She was standing in the doorway of my room and I was trying to get out of my room to get some space because she wouldn't leave me alone. She was yelling at me, screaming at me. I asked her to move like 50 times, she wouldn't do it, so I tried to move past her. She pushed back and lost her balance and fell on top of me. I do have a dog bed in my room, that wasn't where we were standing. I have my laundry pile. Normally it's in a basket, but sometimes the basket is downstairs by the laundry so it's just some clothes next to my dresser. But she didn't trip over anything. She straight up lost her balance when she was pushing me to keep me into the room. I was like, my adrenaline was rushing at that point. I was freaking out. Then I got up and was like freaking out. She came over and she was trying to say, first she said she was so sorry and I said I needed to leave. She grabbed my arm and she was like, "No you're not!!!" and squeezed the shit out of my arm with her nails. Right before she squeezed the shit out of me, she had pushed me to the ground, I got up, and I was like sobbing because it's a huge trigger for me with what happened with Megan. It's like being contained and not being able to freely leave. I told her, "You know that that is such a huge trigger for me. How could you do that?" and that's when she made the comment that she can see why Megan did what she did because she can see how I pushed her to the edge just like what I was doing with her.

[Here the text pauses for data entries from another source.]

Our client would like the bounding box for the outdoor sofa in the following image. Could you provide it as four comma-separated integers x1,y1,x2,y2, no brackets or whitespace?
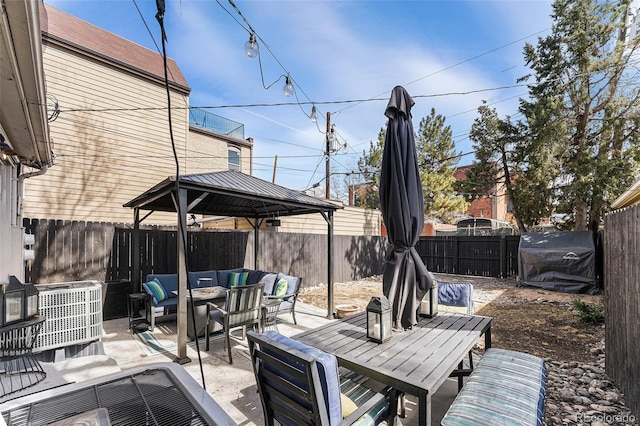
143,268,302,331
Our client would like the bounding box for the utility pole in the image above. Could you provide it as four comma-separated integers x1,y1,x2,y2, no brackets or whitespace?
325,111,331,200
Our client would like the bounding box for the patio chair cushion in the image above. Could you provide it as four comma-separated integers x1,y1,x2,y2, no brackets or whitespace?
228,271,249,287
438,281,473,314
260,330,342,425
188,270,219,287
143,278,168,304
259,273,278,295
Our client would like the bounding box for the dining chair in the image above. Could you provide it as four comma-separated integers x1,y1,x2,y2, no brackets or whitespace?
205,282,264,364
246,330,397,426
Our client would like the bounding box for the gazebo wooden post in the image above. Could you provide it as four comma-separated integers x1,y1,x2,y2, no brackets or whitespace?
327,211,334,318
132,208,140,292
175,186,189,364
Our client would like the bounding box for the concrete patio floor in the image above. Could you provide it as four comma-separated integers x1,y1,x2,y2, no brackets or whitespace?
3,302,463,425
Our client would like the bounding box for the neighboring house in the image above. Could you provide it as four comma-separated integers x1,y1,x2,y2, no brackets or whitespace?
611,178,640,209
453,165,510,222
0,0,53,282
21,3,253,224
207,203,383,236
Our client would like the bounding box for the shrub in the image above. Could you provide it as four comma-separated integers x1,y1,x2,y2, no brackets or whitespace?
572,298,604,324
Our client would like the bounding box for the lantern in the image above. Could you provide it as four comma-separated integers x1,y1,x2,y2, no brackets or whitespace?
366,296,392,343
24,280,40,318
419,282,439,318
1,276,25,326
0,276,39,327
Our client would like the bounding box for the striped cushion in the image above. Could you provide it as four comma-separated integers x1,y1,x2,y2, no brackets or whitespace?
142,278,168,304
442,348,546,426
228,271,248,287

Literally in the middle of the night, I have woken up and asked her to turn down her brightness on her laptop and turn off the sound because I had to work the next day. She took her phone flashlight and shined it in my face. I was pissed. I was like "What are you doing? I have to get up to work!" and it all escalated from there. Because I was upset about it, it made her upset. The whole, "How can you treat me like this?" When she was upset and I didn't want to calm her down, I'm like, "You're upset when I was upset, I'm not going to sit here and calm you down. Just leave me alone, please." That's how it always went down.
Sorry if I was all over the place with the timeline, but obviously you get the gist of it. For her to say that I triggered Megan into doing that like I trigger her [Amber] into doing that, using that against me, and then I was like, "How fucking could you?? You need to fucking leave like permanently." And that's when she grabbed my arm and squeezed the fuck out of it.

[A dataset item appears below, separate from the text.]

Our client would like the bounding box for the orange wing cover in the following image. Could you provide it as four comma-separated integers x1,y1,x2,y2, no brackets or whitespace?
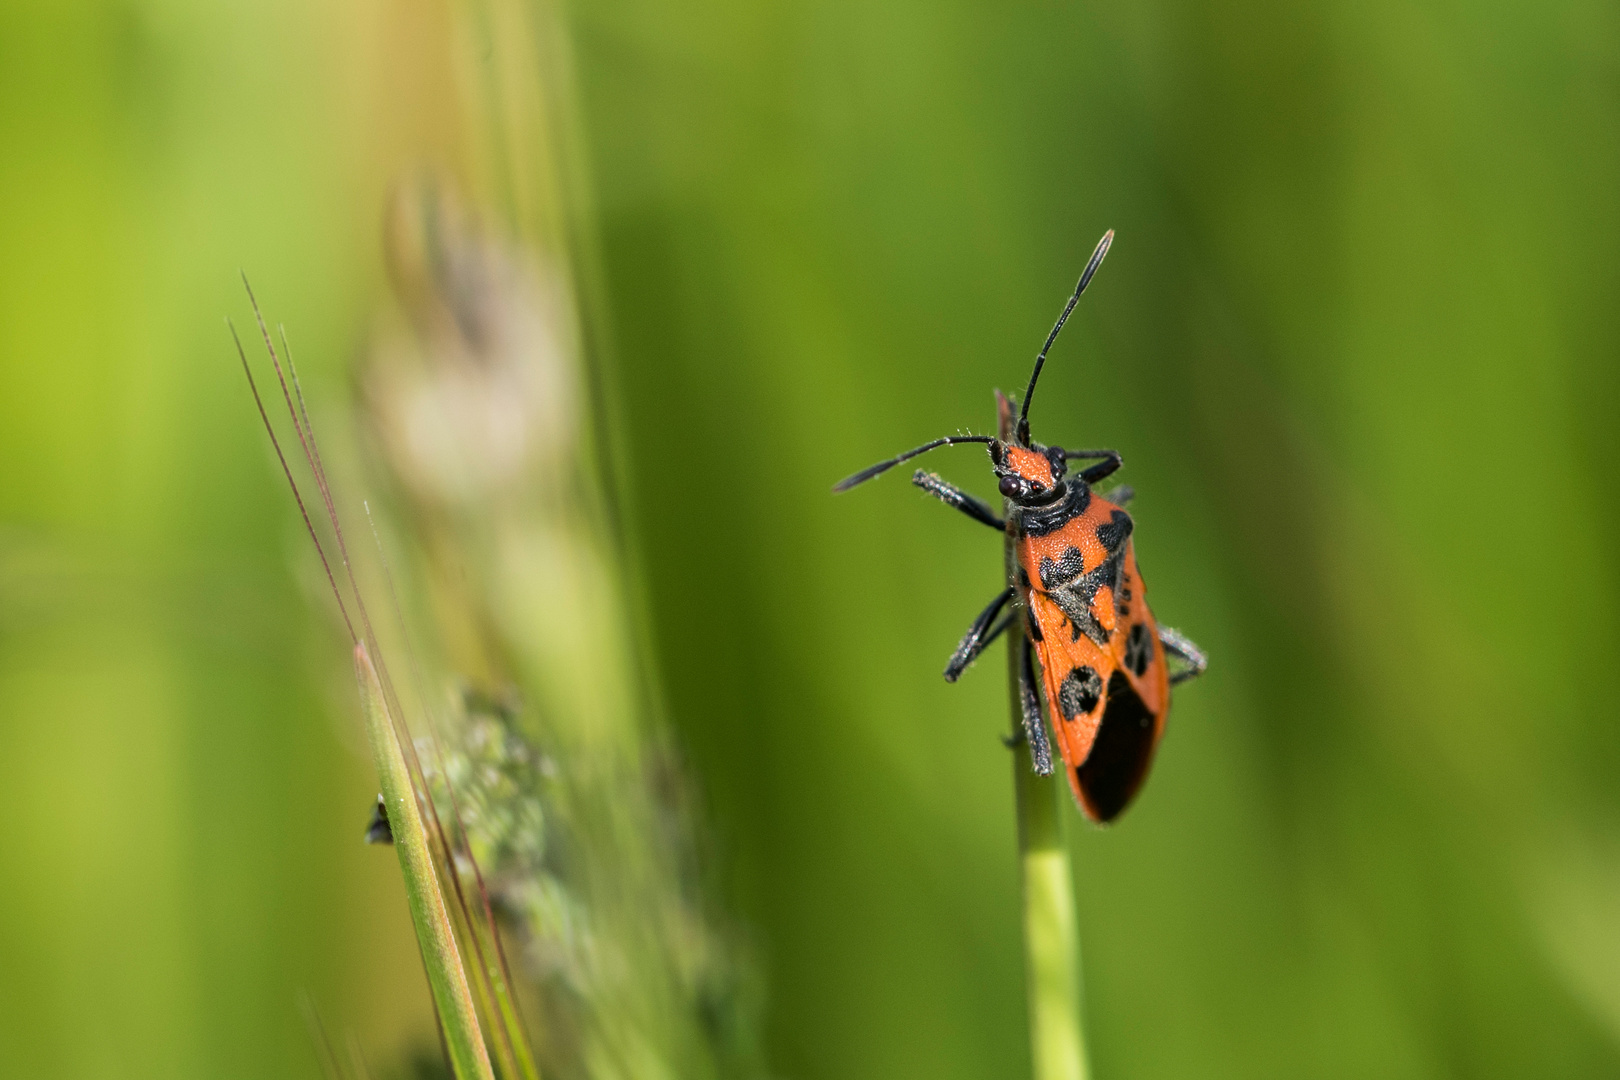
1016,494,1170,822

Eventually after that, I left out the back door because she followed me downstairs. I was getting my shoes on, she sat in front of the front door, I went out the back door, I closed it, she was right behind me. She claims I left the door open or whatever, that was one of her many stories of the Rarity situation. The whole night was just awful. And I had to go work. I didn't sleep the entire night, then I had to go to work for a 12 hour shift. And I came home and the cat was missing. So I spent all night looking for the cat. She didn't do anything to help with the cat, she didn't even go outside with me for the initial search. I searched the house, she didn't even do that. She sat on the couch.

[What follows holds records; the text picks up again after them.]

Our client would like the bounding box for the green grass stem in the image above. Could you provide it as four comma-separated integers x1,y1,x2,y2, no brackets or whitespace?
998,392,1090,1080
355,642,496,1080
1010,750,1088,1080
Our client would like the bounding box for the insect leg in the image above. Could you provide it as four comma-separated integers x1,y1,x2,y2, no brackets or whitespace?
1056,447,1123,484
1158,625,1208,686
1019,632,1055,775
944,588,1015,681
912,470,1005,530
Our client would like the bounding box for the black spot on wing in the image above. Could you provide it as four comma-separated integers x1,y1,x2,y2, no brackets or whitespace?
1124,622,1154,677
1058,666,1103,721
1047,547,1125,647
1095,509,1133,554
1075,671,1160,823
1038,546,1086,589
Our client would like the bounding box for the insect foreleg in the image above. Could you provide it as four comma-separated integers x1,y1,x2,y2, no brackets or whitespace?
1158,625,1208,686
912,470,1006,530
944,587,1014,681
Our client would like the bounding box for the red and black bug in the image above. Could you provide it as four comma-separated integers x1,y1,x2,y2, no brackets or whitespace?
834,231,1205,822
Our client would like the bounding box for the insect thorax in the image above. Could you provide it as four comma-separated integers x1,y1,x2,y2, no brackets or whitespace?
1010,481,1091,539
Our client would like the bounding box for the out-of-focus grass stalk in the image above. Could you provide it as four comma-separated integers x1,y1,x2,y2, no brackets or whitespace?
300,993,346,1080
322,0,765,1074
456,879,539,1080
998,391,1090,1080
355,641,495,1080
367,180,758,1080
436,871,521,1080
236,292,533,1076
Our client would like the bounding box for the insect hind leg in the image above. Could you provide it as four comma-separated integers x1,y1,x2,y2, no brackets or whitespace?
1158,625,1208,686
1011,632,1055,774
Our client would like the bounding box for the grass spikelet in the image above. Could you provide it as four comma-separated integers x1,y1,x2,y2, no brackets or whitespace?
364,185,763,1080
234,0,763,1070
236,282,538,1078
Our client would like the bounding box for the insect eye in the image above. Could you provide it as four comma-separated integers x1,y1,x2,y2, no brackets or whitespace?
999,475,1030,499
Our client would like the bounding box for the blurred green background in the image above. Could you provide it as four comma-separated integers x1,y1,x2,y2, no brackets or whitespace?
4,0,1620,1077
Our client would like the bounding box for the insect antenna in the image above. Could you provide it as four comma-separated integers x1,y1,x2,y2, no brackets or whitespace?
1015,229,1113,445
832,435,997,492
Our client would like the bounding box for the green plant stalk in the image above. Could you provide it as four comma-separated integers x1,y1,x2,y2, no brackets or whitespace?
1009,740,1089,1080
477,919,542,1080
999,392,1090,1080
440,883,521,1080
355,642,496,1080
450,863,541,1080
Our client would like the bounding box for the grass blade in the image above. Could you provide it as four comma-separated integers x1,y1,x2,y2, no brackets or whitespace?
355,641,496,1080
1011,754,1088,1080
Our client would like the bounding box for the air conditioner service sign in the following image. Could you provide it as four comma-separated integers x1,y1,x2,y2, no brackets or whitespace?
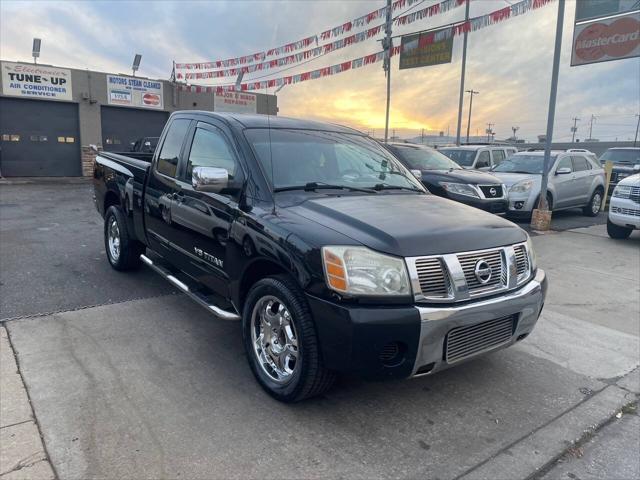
1,62,73,101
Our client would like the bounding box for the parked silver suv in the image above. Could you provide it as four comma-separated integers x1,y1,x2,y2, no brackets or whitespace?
491,150,605,217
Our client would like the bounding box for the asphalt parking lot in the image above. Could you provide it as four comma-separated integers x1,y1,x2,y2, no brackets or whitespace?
1,180,638,480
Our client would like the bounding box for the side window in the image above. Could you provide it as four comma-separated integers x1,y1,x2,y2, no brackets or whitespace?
572,156,590,172
156,119,190,177
557,156,573,172
492,149,506,166
476,151,490,168
186,127,238,180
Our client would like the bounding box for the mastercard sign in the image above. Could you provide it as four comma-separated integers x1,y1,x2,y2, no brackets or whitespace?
571,12,640,66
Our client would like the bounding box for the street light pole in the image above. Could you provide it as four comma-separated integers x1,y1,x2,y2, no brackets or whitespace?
383,0,393,143
588,114,596,140
465,89,479,143
634,114,639,147
534,0,565,229
455,0,471,146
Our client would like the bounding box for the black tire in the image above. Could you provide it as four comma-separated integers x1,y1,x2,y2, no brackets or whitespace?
607,219,632,239
104,205,145,271
242,275,335,402
583,189,604,217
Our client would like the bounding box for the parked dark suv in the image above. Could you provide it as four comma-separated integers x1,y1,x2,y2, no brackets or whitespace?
386,142,508,214
599,148,640,195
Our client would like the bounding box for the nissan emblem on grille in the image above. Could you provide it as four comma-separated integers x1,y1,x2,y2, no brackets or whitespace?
474,260,492,284
489,187,497,197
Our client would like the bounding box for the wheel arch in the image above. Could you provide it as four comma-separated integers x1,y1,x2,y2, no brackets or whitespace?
236,258,298,314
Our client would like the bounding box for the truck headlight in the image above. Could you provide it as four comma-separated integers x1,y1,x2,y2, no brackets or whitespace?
439,182,480,198
322,246,411,296
510,179,534,194
613,185,631,199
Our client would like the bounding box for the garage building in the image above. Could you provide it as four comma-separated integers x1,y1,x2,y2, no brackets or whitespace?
0,61,277,177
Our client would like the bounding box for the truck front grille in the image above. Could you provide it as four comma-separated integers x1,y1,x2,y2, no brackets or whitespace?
630,186,640,203
407,242,532,303
611,206,640,217
445,315,517,363
457,249,506,296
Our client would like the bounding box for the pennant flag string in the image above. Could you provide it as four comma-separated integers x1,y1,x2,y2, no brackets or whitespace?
175,0,452,71
176,0,554,93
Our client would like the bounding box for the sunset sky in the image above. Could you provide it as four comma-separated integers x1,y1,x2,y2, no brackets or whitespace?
1,0,638,141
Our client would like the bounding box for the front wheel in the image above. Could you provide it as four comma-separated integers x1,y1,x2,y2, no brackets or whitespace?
583,190,603,217
242,275,335,402
607,219,632,239
104,206,145,271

When she says how awful I was to her, it was always when she would do things like get mad at me for going outside and smoking. She'd ask to come with and I'd say, "No, I want some alone time." She did not like that. Or she would say, "You've been out there for 17 minutes now, what are you doing?" I would get upset about it and that would make her upset. I'm like, "You need to give me space." and she just wouldn't. I was like, "I can't handle this anymore, Amberlynn, I'm going to go crazy. I'm exhausted, I'm burnt out. I need time for myself when I'm working a shift where I'm so busy I don't even get to have a break more than 3 minutes to pee." When I'd get upset about that, she'd get upset and expect me to calm her down. It was always that I didn't care about her feelings, I was stonewalling her, I was cold, insensitive, I didn't care about her, I didn't love her, I'm the worst girlfriend, how could I treat her like this? That was like a daily thing to the point that it was getting to be like multiple times a day she would get mad at me. Then it was getting to the point where she had no periods of time when she wasn't mad at me. It just got worse and worse and worse and worse. So I hope that answers your question. Let me know if you have any other questions.